Tuesday, February 13, 2007

Drama...already?

Teaching and learning, learning and teaching. The worst part is when someone teaches something they were taught by someone else and completely destroys it. Most of the time, it's the basic move that is taught throughout generations. If someone enjoys teaching, they'll always remember grace, posture, flow, and character. For any dance, culture, and/or style, it's the presentation that matters most. For example, we have a couple doing a ballroom dance, say...tango. They're doing steps, which is the easy part, but what about how they're portraying such a dance to an audience. Everyone knows that learning a dance means performing it somewhere. Crowds seem to become bored with routine or, as I would call it, blahism.

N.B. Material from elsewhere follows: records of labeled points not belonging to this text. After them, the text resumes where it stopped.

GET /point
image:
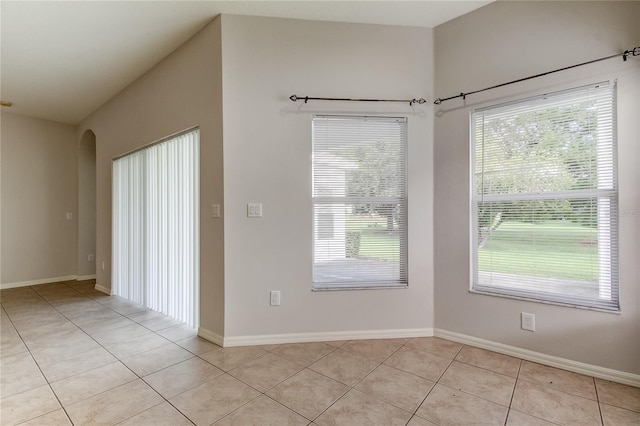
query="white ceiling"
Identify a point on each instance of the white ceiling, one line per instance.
(61, 60)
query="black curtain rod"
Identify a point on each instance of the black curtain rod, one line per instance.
(306, 99)
(632, 52)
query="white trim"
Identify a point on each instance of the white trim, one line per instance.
(103, 289)
(550, 360)
(210, 336)
(272, 339)
(85, 277)
(37, 282)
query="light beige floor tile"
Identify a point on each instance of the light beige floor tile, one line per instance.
(114, 405)
(265, 372)
(99, 326)
(181, 377)
(159, 322)
(156, 359)
(396, 387)
(419, 421)
(554, 406)
(212, 400)
(19, 373)
(31, 312)
(64, 350)
(557, 379)
(75, 307)
(304, 354)
(85, 385)
(493, 361)
(54, 331)
(96, 295)
(12, 345)
(308, 393)
(435, 346)
(344, 366)
(615, 416)
(31, 323)
(55, 418)
(57, 338)
(516, 418)
(230, 358)
(120, 334)
(482, 383)
(77, 363)
(161, 415)
(451, 407)
(263, 411)
(356, 408)
(336, 343)
(28, 405)
(417, 362)
(178, 332)
(136, 345)
(379, 350)
(145, 315)
(197, 345)
(627, 397)
(121, 306)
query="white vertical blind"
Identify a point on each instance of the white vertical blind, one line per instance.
(544, 198)
(156, 227)
(359, 201)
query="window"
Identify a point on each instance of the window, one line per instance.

My point is directed to teachers, choreographers, artists who want their particular story to be told. Like plagiarism, movements are recycled everyday by enthusiastic eyes. One grasps a movement, uses it, tweaks it as their own. Is this appropriate? Would one dance instructor call it stealing? Maybe. But I see it as, use what I've taught/performed, just don't disgrace the move(s).

I've taught, been taught, and mostly like will be teaching in my later years. I enjoy the Pilipino artistic dance genre. All I ask is to learn it to the extent of what's taught, then if finding your own style of teaching is your cup of tea, then do so. Just don't screw it up.

Why is it hard to teach college students? Lol.